Summer is the time for baking experiments. And the star of my experiment is tangy Calamansi. Calamansi is a hydrid of a citrus and a kumquat. I got this recipe from my go to food blog, The Tummy Train.
Tangy Calamansi Crumb Bars
Preheat oven at 350 F.
Crumb Crust
1 1/4 Cup All Purpose Flour
1 1/4 Cups Old fashioned rolled oats
1/2 tsp. &1/8 tsp. Salt
1/2 tsp. baking soda
1/2 Cup Granulated Sugar
1/2 Cup Brown Sugar
3/4 Cup Unsalted butter, melted
1 tsp. vanilla
- Mix all the dry ingredients together. And add the melted butter and vanilla. Mix until crumbly.
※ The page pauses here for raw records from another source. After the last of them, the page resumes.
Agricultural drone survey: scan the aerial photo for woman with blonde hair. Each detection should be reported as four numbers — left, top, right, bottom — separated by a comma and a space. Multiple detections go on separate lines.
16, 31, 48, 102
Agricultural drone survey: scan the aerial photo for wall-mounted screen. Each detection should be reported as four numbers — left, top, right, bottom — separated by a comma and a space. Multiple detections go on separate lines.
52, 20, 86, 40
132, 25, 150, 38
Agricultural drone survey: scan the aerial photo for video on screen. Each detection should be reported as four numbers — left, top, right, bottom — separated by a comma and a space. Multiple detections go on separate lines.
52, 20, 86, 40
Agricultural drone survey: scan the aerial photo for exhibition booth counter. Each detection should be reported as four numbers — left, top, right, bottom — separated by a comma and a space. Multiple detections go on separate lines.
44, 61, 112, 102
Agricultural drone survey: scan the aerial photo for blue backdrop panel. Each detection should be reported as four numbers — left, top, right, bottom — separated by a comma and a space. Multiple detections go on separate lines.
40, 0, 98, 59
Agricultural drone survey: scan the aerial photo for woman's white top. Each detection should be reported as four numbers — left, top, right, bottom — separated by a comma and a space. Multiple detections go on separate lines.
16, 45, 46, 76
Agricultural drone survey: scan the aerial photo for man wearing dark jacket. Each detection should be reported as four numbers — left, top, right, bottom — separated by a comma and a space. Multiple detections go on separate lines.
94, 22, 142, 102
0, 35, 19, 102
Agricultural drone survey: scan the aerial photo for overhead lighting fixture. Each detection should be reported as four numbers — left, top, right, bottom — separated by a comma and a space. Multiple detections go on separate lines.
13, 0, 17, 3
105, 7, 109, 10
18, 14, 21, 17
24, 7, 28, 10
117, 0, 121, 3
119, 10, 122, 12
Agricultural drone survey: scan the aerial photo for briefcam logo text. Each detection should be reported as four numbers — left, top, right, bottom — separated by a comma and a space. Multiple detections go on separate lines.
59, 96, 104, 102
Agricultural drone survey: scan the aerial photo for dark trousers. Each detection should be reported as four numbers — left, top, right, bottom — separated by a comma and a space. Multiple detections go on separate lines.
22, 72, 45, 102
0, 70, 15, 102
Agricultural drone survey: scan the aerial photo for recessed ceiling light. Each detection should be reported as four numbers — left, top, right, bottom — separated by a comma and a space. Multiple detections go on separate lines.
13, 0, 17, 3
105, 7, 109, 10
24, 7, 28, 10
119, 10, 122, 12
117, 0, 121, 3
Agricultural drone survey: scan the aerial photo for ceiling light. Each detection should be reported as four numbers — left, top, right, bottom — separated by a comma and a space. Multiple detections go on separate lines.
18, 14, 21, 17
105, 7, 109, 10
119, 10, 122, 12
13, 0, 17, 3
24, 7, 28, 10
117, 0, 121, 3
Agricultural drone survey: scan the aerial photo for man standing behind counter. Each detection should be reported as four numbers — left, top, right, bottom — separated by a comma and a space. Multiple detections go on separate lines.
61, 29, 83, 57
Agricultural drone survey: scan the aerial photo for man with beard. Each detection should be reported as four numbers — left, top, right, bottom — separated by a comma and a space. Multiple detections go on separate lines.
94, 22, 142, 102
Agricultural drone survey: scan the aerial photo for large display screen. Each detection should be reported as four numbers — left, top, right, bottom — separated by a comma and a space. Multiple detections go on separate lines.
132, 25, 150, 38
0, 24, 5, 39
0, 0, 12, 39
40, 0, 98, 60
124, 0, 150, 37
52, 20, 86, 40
Get 3/4 of the crumbs, flatten it on the baking tray, bake for 15 minutes.
Cream Layer
1 can Condensed Milk
1 Tbsp. finely grated Lemon Zest
1/3 Cup fresh Calamansi juice
2 large Egg yolk
1/2 tsp. Lemon extract
- Whisk together all the ingredients.
- Pour it on the pre-baked crumbs. Then topped it the remaining crumbs.
- Bake for 23-26 minutes.
It is better to chill it after baking before cutting it into bars. I prefer storing it on the fridge to get that tangy and gooey taste.